7 Leadership Mistakes That Limit Team’s Growth
Leaders aren’t perfect—they make mistakes all the time. Some mistakes are costly to business while others directly impact a team’s productivity and performance.
Business related mistakes don’t go unnoticed—they’re highly visible, discussed at great lengths and much attention is given to how to prevent such mistakes from happening again.
Mistakes that concern the team’s growth though are hardly discussed or given proper attention. These hidden and often invisible mistakes not only limit a team’s growth, but also impact business outcomes.
A team that isn’t growing can’t keep pace with the challenges and skills required for the future.

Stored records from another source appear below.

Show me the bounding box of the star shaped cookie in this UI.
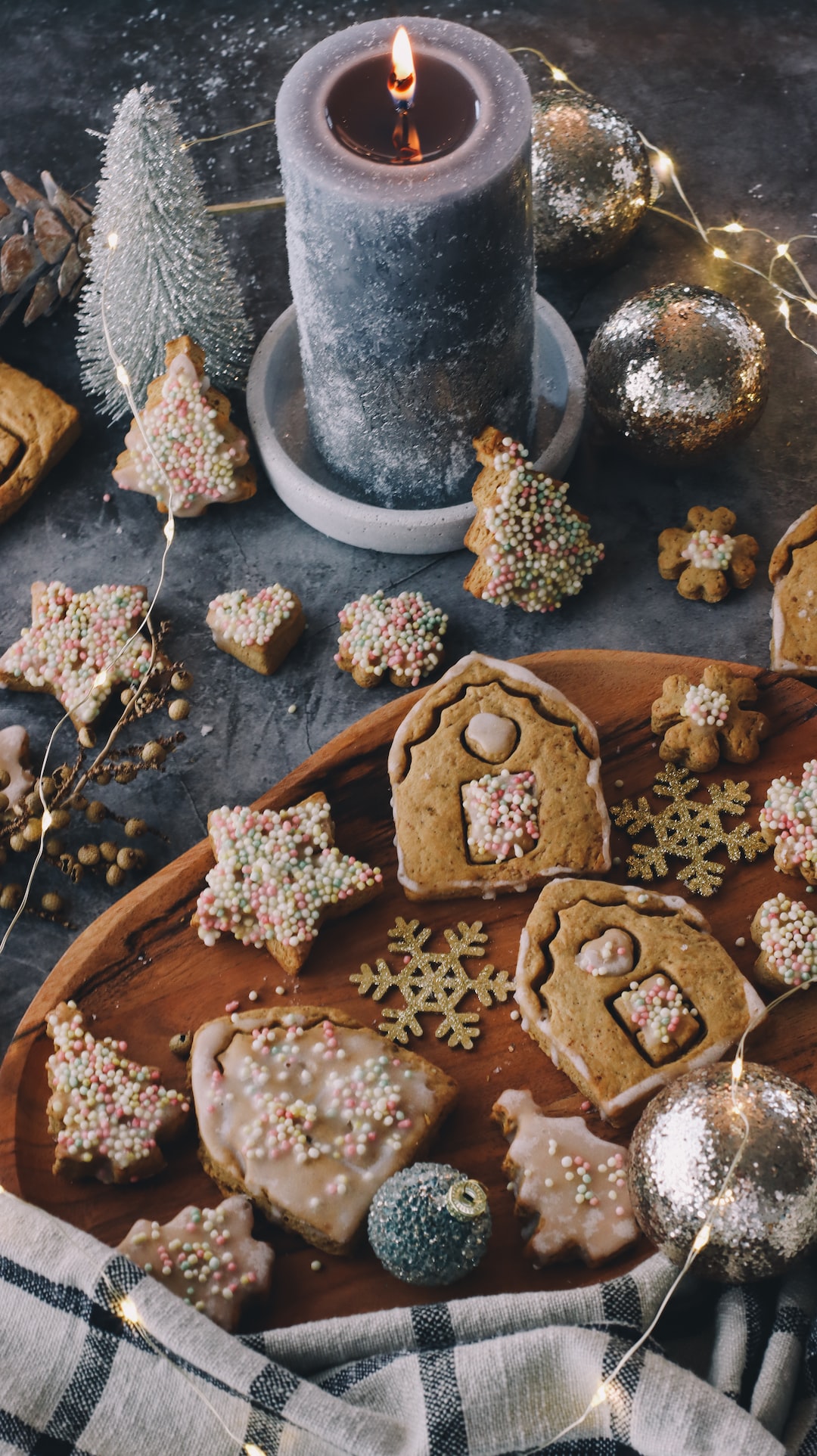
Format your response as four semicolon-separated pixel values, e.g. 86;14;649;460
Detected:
120;1194;275;1330
652;663;769;773
658;505;759;601
195;793;383;974
0;581;170;728
45;1001;189;1184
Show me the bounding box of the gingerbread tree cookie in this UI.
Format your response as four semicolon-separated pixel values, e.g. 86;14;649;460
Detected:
335;591;449;688
120;1194;275;1330
195;793;383;974
751;893;817;992
651;663;769;773
207;582;306;677
0;581;170;728
491;1091;638;1268
113;334;255;515
760;759;817;885
463;428;604;612
45;1001;189;1184
658;505;759;601
769;505;817;677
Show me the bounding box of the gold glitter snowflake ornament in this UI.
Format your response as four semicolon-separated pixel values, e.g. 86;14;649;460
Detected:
349;916;510;1051
610;763;769;896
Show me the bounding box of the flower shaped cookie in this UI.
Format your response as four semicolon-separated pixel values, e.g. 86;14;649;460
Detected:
658;505;759;601
652;663;769;773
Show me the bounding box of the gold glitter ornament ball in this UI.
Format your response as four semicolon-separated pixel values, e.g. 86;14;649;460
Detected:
629;1061;817;1284
530;92;651;269
587;282;769;461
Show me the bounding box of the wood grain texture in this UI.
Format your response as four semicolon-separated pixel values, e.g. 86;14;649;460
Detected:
0;650;817;1327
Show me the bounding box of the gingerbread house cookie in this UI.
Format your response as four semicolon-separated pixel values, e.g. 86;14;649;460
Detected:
491;1091;638;1268
120;1194;275;1330
515;880;765;1124
194;793;383;973
207;582;306;677
389;652;610;900
769;505;817;677
189;1006;457;1253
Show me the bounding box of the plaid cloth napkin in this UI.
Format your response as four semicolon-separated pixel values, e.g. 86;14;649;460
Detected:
0;1194;817;1456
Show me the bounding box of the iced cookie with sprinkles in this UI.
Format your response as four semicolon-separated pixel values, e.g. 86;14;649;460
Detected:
189;1006;457;1253
0;581;170;728
760;759;817;885
751;893;817;992
120;1194;275;1330
769;505;817;677
335;591;449;688
491;1091;638;1268
658;505;759;601
194;793;383;974
514;880;765;1125
463;428;604;612
113;335;255;515
389;652;610;900
45;1001;189;1184
207;582;306;677
651;663;769;773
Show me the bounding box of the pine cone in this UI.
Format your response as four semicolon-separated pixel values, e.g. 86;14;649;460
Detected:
0;172;92;328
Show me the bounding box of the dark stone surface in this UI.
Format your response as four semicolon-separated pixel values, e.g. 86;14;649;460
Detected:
0;0;817;1044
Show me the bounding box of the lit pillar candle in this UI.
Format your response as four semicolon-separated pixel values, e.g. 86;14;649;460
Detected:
275;16;535;508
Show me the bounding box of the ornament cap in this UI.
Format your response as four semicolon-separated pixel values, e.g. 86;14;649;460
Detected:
446;1178;488;1223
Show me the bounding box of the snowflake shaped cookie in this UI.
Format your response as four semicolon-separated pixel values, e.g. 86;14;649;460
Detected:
335;591;449;688
463;430;604;612
658;505;759;601
120;1194;275;1330
652;663;769;773
760;759;817;885
349;916;510;1051
45;1001;189;1184
0;581;169;728
113;335;255;515
207;582;306;677
610;763;769;896
751;894;817;990
195;793;383;973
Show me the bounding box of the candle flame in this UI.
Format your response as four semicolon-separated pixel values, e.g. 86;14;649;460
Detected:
389;25;417;109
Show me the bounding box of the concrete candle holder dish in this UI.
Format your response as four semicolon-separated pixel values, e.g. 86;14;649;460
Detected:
246;296;584;554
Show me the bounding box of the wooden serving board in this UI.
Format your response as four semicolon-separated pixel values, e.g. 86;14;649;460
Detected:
0;650;817;1328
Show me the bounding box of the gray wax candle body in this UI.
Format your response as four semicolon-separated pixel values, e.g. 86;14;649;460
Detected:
275;16;535;508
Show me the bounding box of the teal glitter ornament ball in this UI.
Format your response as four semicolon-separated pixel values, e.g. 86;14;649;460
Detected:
368;1163;491;1286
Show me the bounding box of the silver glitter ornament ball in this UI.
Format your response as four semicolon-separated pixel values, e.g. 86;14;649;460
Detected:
368;1163;491;1286
629;1061;817;1284
530;92;651;269
587;282;769;461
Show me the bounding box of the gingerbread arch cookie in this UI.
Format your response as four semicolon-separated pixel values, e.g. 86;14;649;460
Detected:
769;505;817;677
515;880;765;1125
389;652;610;900
189;1006;457;1253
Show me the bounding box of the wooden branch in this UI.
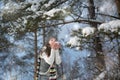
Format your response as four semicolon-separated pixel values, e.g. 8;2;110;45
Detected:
93;71;107;80
39;18;103;28
95;13;120;19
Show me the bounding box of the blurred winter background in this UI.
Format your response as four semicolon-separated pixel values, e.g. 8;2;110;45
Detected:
0;0;120;80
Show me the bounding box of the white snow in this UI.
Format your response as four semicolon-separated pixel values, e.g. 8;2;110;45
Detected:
43;8;66;19
99;0;117;15
82;27;95;37
1;1;21;13
67;36;80;47
98;20;120;32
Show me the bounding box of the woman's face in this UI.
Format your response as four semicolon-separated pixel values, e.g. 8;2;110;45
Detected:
49;38;56;45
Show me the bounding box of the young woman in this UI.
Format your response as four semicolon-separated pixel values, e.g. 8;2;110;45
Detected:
37;38;62;80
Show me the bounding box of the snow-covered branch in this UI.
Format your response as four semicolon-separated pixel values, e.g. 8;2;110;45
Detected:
93;71;107;80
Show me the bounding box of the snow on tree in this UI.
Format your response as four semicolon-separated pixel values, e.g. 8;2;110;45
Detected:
98;20;120;32
82;27;95;37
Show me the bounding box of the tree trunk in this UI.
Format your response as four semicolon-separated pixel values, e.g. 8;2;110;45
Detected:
88;0;102;53
115;0;120;17
88;0;105;74
34;29;38;80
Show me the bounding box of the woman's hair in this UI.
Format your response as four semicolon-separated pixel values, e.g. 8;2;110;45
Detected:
45;43;51;57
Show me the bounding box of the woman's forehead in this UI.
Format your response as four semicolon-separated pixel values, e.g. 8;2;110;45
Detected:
50;37;56;40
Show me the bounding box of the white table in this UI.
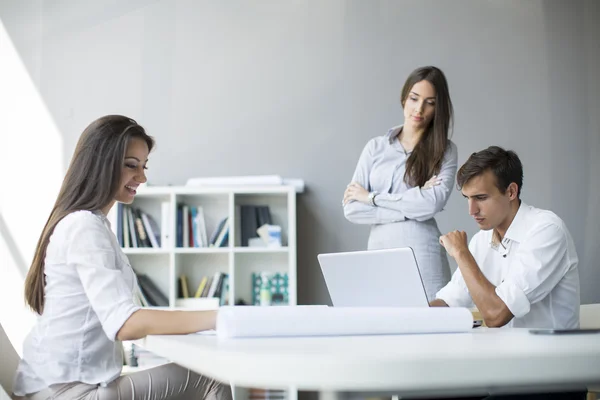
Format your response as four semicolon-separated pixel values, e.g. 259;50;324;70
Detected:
139;328;600;396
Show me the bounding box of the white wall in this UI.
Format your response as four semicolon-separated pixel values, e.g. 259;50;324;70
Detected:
0;0;600;303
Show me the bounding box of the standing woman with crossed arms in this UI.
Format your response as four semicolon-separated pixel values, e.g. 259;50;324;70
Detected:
343;66;458;300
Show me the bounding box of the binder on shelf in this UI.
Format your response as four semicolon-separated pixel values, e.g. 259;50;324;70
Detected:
194;276;208;298
141;211;161;248
179;274;190;299
136;274;169;307
160;201;173;249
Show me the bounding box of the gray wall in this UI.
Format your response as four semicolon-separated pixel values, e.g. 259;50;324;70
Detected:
0;0;600;304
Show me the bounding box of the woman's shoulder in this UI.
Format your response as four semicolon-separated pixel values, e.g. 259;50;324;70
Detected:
445;139;458;158
365;125;402;150
54;210;103;232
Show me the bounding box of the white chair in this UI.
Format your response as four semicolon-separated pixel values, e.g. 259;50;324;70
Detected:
579;303;600;329
579;304;600;400
0;324;20;398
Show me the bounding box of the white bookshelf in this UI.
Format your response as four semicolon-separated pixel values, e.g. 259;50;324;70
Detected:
109;186;297;400
110;186;297;309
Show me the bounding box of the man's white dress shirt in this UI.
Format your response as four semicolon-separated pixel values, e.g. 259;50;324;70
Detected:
436;202;580;329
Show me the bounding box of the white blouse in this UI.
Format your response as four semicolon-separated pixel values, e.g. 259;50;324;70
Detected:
344;125;458;225
14;211;140;396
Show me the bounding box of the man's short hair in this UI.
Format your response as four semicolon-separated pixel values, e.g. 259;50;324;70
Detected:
456;146;523;198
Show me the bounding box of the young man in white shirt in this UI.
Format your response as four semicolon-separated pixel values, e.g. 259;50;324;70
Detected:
430;146;586;400
431;146;580;329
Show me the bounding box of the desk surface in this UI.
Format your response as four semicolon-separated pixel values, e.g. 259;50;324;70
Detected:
140;328;600;393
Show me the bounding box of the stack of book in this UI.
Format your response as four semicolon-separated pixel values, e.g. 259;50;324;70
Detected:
176;204;229;247
240;205;273;246
252;272;289;306
179;272;229;306
135;273;169;307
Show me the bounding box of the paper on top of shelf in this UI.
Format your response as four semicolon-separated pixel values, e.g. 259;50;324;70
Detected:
186;175;283;186
216;306;473;339
186;175;304;192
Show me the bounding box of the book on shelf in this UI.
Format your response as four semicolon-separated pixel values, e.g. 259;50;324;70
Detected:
176;204;212;247
240;205;273;247
160;201;173;248
209;217;229;247
179;274;190;299
194;271;229;305
141;212;161;248
136;273;169;307
252;272;289;306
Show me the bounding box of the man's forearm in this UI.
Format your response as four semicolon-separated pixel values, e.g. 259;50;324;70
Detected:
456;251;513;327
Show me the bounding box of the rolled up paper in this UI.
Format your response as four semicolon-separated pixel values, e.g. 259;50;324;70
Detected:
216;306;473;338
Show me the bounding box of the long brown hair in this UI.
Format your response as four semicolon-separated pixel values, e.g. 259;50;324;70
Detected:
401;66;454;186
25;115;154;315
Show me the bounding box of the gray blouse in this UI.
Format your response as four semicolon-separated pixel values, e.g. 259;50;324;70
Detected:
344;126;458;225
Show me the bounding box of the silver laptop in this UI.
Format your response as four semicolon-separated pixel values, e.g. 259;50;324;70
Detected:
317;247;429;307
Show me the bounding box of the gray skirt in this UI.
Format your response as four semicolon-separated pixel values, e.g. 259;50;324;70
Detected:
368;218;450;301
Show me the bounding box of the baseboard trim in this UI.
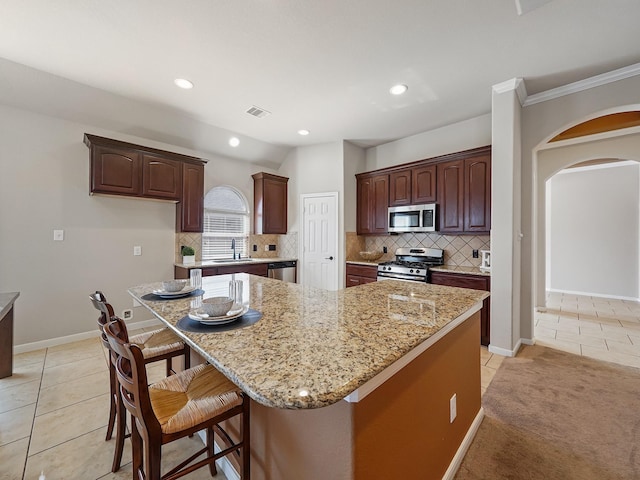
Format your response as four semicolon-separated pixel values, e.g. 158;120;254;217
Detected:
198;430;240;480
13;317;160;355
442;407;484;480
489;338;531;357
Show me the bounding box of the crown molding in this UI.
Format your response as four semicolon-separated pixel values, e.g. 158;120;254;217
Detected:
524;63;640;107
492;78;527;106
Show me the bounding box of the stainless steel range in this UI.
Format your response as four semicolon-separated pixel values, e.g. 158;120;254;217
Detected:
378;248;444;282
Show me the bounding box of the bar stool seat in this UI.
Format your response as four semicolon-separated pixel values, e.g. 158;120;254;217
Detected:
104;316;250;480
149;364;242;434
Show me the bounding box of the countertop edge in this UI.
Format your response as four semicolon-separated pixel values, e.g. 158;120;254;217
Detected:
0;292;20;319
344;300;482;403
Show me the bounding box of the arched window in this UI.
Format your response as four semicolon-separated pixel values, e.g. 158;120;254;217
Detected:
202;185;249;260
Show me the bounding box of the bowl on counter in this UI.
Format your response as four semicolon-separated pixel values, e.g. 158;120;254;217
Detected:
359;251;384;262
162;280;187;293
200;297;233;317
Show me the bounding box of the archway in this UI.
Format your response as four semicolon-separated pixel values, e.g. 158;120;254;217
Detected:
532;117;640;331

Building a strong, highly performant team is the only way to achieve organization goals and hit business targets.
Leadership is seeing the consequences of our actions further in the future than those around us can.
— Hans Finzel, The Top Ten Mistakes Leaders Make
Overcome these seven leadership mistakes as they’re integral to building a successful team.
Prioritizing urgent work at the cost of important tasks
Some leaders ruthlessly prioritize to ensure important work is not compromised at the cost of urgent actions. Other leaders treat every request as a priority and don’t pay attention to how much something deserves their attention.
Attaching a heightened sense of urgency to every request makes it difficult for their teams to get any meaningful work done. Being bombarded with a false sense of urgency makes them operate like a mad powerhouse—people in the team keep running in many different directions without actually reaching anywhere.
Jumping from one task to another and being in a constant state of overwhelm and reactivity can drain team energy, increase stress and can even lead to burnout. When employees don’t get time to do deep work or experience the joy and pleasure of being in a state of flow, they feel unhappy, stuck and dissatisfied.
Mindless busyness due to a false sense of urgency does not lead to progress, it only adds to stress.
Expecting your team to take urgent requests seriously and attend to them in a timely manner isn’t wrong. It’s counterproductive when every other request is given a high priority and the team is expected to jump at the chance.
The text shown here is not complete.